The policy is expected to yield savings of approximately Rs800 billion over the next 24-25 years through reduced fuel imports, the use of cheap electricity, and revenue from carbon credits.
“Charging vehicles with electricity will also reduce capacity payments from Rs174 billion to Rs105 billion, and carbon credits could generate around Rs15 billion in revenue.”
The country’s total energy demand for EVs over the next five years is projected at 126 terawatt-hours, which could be met using the existing surplus in the national grid, he said.
An electric rickshaw or bike user is expected to recover their initial investment within 1 year and 10 months due to the low cost of charging compared to petrol.

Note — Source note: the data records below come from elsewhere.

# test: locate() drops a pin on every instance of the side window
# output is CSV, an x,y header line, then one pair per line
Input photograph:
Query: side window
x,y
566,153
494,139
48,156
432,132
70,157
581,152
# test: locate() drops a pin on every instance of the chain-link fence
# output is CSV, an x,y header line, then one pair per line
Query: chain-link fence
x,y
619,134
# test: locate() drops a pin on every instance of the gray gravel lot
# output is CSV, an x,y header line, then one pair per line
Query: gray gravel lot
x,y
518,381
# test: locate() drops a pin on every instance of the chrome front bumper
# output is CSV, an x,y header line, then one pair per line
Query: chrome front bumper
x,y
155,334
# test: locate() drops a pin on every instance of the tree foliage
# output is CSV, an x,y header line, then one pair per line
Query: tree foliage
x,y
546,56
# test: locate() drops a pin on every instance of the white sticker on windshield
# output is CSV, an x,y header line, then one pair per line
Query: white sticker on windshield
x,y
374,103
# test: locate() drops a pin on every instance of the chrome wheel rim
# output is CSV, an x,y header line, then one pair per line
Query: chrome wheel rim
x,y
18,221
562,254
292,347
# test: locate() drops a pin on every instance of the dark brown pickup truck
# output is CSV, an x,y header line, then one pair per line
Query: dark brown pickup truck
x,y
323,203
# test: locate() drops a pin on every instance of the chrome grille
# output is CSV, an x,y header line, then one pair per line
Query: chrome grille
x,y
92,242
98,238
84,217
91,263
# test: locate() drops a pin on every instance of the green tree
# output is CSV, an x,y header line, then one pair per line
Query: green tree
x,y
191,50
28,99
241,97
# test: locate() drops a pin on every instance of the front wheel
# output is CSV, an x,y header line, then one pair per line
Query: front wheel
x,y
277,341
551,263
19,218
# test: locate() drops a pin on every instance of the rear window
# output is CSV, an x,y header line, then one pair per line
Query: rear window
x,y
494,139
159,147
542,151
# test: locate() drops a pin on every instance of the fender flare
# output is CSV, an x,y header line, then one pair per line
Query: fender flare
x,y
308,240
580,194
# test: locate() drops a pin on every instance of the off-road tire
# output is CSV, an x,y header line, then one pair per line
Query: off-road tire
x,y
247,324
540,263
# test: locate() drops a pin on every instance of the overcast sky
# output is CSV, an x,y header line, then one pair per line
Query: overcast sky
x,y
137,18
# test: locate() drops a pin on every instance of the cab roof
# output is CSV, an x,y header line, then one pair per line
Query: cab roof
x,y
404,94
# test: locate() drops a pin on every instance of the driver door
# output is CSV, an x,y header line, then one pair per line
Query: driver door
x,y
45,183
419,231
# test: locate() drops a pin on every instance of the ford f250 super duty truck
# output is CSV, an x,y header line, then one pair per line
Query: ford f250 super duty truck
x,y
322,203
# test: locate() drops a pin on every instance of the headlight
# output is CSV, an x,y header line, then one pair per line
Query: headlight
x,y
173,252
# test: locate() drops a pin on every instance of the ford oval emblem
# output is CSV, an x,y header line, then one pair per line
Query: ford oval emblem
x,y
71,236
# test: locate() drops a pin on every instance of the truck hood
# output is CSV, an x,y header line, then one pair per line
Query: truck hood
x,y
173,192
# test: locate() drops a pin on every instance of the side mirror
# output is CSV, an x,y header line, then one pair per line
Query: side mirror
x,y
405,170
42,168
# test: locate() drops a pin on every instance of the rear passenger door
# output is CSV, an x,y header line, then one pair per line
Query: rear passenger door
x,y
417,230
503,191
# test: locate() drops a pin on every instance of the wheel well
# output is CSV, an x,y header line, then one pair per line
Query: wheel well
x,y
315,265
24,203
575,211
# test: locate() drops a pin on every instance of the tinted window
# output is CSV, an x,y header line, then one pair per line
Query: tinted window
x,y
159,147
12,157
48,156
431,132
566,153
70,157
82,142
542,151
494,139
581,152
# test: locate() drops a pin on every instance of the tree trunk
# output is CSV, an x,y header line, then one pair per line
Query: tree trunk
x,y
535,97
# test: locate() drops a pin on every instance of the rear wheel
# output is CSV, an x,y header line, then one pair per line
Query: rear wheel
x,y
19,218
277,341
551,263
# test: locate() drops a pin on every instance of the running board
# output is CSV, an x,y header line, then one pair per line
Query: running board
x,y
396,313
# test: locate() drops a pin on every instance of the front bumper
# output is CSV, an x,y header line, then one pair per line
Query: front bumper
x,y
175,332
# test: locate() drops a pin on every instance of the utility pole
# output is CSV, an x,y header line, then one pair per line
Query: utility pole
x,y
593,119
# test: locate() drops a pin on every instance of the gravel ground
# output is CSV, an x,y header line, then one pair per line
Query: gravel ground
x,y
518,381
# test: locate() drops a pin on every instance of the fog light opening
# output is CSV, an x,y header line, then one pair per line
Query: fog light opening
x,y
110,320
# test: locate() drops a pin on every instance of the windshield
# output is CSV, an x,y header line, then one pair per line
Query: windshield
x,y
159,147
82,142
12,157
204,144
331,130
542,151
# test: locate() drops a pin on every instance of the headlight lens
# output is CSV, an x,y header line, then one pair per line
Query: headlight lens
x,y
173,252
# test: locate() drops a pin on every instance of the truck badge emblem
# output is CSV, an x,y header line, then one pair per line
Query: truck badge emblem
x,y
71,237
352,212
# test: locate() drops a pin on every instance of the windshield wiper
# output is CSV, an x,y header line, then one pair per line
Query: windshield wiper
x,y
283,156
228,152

For instance, if the additional cost of an electric bike is Rs150,000, “this can be recouped within less than two years through fuel savings”.
Akhtar concluded by saying that the government had also provided exemptions on customs duties and sales tax on EV parts to support the local industry.
“This policy should be embraced wholeheartedly by Pakistan, as it is a game-changer for our economy, environment, and industrial landscape.”